How is This Not a Roll-Up?
More than anything, the Focus IPO will cast some light on what the market really thinks of RIA aggregators. Focus management has been, and will likely remain, defiant that their company is not a roll-up firm – probably because they don’t want to be compared to National Financial Partners. But I just did, and so will the market. A more favorable comparison might be to Affiliated Managers Group, but AMG’s valuation has also struggled recently, and is down by almost a quarter over the past year.
That said, the notion of a national RIA focused on retail clients makes sense.

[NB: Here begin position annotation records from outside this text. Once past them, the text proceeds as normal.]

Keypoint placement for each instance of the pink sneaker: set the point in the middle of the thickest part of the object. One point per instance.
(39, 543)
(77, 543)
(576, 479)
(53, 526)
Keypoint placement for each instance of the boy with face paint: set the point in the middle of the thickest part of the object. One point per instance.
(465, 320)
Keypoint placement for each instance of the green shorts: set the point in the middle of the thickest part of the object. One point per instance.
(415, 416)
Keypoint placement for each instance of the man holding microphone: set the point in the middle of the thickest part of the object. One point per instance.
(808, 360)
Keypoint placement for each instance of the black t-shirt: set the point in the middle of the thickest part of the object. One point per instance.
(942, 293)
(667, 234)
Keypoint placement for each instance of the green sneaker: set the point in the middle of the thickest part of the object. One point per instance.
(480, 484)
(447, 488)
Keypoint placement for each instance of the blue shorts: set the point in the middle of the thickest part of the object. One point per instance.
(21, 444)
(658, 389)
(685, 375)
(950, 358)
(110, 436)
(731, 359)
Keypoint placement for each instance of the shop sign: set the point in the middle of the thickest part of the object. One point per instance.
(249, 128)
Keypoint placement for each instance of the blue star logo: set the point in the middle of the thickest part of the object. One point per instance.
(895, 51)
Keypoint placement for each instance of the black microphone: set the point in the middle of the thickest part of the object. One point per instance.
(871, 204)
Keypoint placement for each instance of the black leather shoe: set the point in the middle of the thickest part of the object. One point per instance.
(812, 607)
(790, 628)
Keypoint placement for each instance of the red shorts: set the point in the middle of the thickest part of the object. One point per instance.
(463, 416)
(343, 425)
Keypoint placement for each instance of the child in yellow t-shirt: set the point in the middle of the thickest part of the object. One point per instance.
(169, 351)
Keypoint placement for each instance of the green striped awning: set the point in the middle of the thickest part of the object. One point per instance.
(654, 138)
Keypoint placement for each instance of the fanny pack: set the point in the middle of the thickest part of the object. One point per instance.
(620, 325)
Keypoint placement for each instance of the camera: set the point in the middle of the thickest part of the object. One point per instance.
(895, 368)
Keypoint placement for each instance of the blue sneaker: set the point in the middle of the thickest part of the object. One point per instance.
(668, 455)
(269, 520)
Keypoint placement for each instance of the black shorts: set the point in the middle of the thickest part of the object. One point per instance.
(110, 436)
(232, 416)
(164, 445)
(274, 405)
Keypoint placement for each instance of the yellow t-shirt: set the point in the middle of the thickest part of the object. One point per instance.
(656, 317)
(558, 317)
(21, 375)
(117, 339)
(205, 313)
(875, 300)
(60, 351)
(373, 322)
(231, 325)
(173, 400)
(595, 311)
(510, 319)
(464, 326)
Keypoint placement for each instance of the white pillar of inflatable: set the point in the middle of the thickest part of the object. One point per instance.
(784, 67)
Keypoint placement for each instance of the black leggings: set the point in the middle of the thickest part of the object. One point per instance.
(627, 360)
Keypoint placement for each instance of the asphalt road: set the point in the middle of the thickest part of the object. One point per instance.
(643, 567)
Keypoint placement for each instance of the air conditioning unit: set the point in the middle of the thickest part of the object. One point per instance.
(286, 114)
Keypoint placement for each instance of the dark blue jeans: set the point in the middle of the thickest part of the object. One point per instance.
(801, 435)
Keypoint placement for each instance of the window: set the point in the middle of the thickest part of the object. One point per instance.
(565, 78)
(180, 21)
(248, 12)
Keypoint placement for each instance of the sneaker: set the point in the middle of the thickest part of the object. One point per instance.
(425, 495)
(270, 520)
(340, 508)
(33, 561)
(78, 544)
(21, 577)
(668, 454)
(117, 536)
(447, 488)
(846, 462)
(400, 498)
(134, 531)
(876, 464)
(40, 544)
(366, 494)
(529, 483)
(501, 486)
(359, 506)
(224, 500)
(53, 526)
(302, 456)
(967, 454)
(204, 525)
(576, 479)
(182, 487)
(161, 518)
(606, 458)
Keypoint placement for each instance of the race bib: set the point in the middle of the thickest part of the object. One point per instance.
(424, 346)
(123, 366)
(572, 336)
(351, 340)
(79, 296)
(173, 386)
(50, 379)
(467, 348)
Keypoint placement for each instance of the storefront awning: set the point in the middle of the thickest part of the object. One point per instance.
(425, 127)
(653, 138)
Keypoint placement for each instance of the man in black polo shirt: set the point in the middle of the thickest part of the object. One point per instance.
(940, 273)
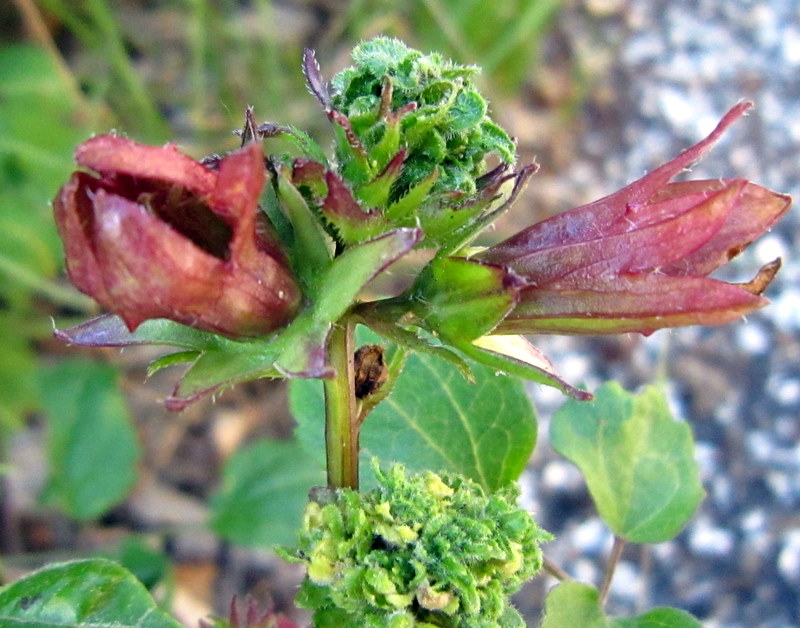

What Focus and other firms like it are trying to assemble looks a lot like the retail side of the old wirehouse firms, absent all the conflicts of interest. But the RIA landscape may be fragmented for a reason, and re-assembling a diaspora of heterogeneous personalities and corporate cultures will undoubtedly prove challenging. I remember a client of mine in a different industry joining a roll-up in the mid-1990s, and being reassured that change would be “evolutionary, not revolutionary.”
That sounds attractive, and Focus has made best efforts to create a platform that allowed acquired RIAs to maintain their individual sense of identity. Trouble is that the RIA industry is highly, and increasingly, regulated. The need for compliance and training and comparable pricing and marketing efficiency will create a gravitational force that will pull the dozens of individual RIAs acquired by Focus toward some regimented similarity.
Nothing wrong with that; but it sounds a lot like a roll-up.